Точно. Он. Когда ты мало разговариваешь, то много чего слышишь — девчонки считали его горячим. Его темные волосы достаточно длинные, чтобы убрать за уши, однако достаточно короткие, чтобы быть приемлемой длиной для взрослого. У него настоящая щетина, не каждый старшеклассник мог похвастаться таковой, и он презирал правило, согласно которому учителя должны носить галстуки. Я заметила, что на боковом кармане его рубашки вышит крошечный лось — он одевался в Abercrombie&Fitch [Американская сеть магазинов дорогой брендовой одежды.], как студенты. Смешанные сигналы взрослого мужчины и молодого парня наполняли пространство, делая все вокруг густым, тихим и мягким. Мы встретились взглядом, и я почувствовала себя олененком, пойманным врасплох на лугу. Дыхание сперло, и внутри все сжалось. Он был той самой практически идеальной смесью дозволенного и запретного, идеальный подростковый леденец.

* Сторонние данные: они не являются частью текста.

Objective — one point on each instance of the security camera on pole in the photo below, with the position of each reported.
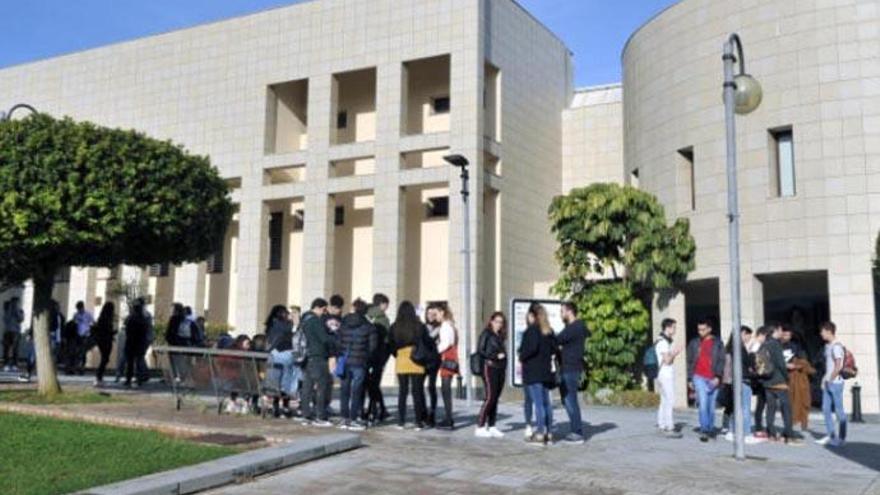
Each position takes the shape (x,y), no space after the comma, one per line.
(742,95)
(461,162)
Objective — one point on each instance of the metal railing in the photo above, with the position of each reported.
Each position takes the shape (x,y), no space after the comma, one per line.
(196,370)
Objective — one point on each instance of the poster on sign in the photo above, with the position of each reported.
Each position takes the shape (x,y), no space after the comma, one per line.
(517,327)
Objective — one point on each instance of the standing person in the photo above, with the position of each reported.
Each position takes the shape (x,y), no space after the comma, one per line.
(492,348)
(103,332)
(136,327)
(279,344)
(799,372)
(83,343)
(771,367)
(705,370)
(571,343)
(447,347)
(432,325)
(316,374)
(13,316)
(536,354)
(666,355)
(832,387)
(376,410)
(357,342)
(746,337)
(405,332)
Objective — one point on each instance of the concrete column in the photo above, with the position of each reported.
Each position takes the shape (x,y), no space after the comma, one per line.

Мистер Норт протянул мне руку. Я моргнула, выдохнула и пожала его руку крепко, как меня учила мать. Когда наши ладони соприкоснулись, меня наполнило необычное чувство, словно электрический ток замкнулся в цепи, все во мне внезапно ожило.

— О, — сказал он, впечатленный или удивленный моим рукопожатием, или по крайней мере притворяющийся таковым.

На моем лице по-прежнему читался немой вопрос. Мисс Кроикс объяснила ему:

— Элиссон очень одаренная в писательстве, и я подумала, ей не помешает помощь помимо моих занятий. — Затем она обратилась ко мне: — Мистер Норт тоже пишет, он согласился заниматься с тобой после уроков.

Учитель начал рассказывать о своем прошлом — университеты Колумбии и Корнелла — и о том, что мы можем встретиться здесь же завтра после уроков, мне нужно лишь принести новую тетрадь, для нас двоих. Он продолжал улыбаться. Но я не могла перестать прокручивать слова мисс Кроикс в своей голове — она назвала меня одаренной. Она считала меня талантливой. Достаточно талантливой, чтобы я заслуживала что-то — заслуживала мистера Норта в качестве подарка. Я заметила, что смотрю на мистера Норта, пока он смотрит на меня, и что-то во мне медленно расцветает.